Marcando el trato, los nobles en favor a Thomas incitaron a enviar cada hora cartas solicitando que el único hijo de Inglaterra fuese coronado para marchar con gloria a la batalla. Los suplicios se amontonaron en el escritorio de la arrogante dama. Negarse no era posible: todo era negociación.

—¡Adelanten la fecha de coronación para mañana! —gritó furiosa la emperatriz viuda.

Esa noche, aún aturdida, Catherine le solicitó a su marido que le enseñara el arte de la espada. Sería fuerte por él y por ella; de esa forma nada sería capaz de lastimarla nuevamente, o al menos eso pensaba.

—Hay algo que debo decirte, amada mía —se enderezó en su cama mirándola con temor—. Mañana, después de la coronación, partiré al campo de batalla.

El rostro de Catherine se transformó por la angustia.

—El adelantar la coronación te hará sentir más segura. Nadie se atreverá a dañarte, ni siquiera tu hermano o mi madre. Tendrás el poder suficiente para llevar el reino en tus manos.

Esa noche, sabiendo que tal vez sería la última en muchos años, se amaron como nunca antes. Sentimientos desconocidos, llenos de amargura y ternura, se encontraron, firmando la alianza que juraron llevar en sus corazones.

—¡Thomas Spinghter, jura mantener la justicia, el orden y la protección de su pueblo! ¡Jura hacer a Inglaterra el reino más grande, tomando al antiguo rey como ejemplo! —entonó la voz solemne.

—¡Sí, juro! —sentenció.

Finalizado el programa, los caballos partieron a enfrentarse al enemigo que había robado los alimentos del granero de pequeños pueblos. Temerosos hombres y mujeres, con gran poder y rudeza, estaban dispuestos a sacrificarse a sí mismos por sus fuerzas y por su reino.

Raluca acompañó a su reina a encontrarse con el conde, quien aguardaba como un perro faldero su presencia.

—Conde, pese a que mi amado rey ha partido a la guerra, necesito aliados. ¿Puede usted ser mi sombra?
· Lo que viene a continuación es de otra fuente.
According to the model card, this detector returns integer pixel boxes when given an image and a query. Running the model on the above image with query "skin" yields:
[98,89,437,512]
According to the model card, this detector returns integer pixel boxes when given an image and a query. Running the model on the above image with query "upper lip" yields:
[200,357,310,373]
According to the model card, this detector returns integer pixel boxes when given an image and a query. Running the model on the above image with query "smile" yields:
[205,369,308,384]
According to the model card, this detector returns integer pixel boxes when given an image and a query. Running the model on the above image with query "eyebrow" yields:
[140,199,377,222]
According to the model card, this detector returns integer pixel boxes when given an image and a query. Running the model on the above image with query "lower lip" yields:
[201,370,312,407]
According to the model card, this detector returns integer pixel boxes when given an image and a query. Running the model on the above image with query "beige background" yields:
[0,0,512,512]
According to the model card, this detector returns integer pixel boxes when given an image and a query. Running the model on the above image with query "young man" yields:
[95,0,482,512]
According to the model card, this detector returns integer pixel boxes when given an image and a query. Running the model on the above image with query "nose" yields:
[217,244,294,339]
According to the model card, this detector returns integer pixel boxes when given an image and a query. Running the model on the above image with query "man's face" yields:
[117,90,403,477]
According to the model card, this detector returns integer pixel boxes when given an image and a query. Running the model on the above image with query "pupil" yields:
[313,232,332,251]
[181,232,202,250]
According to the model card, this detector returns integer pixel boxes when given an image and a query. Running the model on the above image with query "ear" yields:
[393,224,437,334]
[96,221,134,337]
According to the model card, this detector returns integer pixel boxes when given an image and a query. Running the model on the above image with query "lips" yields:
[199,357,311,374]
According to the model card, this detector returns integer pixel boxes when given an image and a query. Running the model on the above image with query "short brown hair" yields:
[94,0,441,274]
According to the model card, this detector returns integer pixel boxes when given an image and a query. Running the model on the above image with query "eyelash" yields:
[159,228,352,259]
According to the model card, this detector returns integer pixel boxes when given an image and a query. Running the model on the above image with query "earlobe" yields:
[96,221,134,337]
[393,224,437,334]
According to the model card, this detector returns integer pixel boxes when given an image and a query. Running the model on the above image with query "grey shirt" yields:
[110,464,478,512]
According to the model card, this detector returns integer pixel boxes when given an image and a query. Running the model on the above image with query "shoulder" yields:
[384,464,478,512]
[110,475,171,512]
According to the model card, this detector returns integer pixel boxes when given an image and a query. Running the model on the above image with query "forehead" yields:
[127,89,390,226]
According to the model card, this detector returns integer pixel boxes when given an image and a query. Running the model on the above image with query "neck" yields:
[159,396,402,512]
El pedido de la reina hizo que casi perdiera la poca cordura que le quedaba.

—Soy un humilde siervo fiel a la corona. Seré todo lo que usted desee, mi reina —se arrodilló besando el dorso de su mano.

Esa noche la acompañó desde la distancia; atormentarla ahora no sería divertido. Sabiendo lo que había hecho el rey, necesitaba matarlo, pero aún ella no había absorbido suficiente poder. Tendida en su cama, mientras los murciélagos acariciaban su suave cabello, besó sus labios, relamiendo la sangre de su propia mano.

<<Te vengaré, mi reina>>.

Esa noche, las estrellas se alinearon para sellar el pacto del ser oscuro.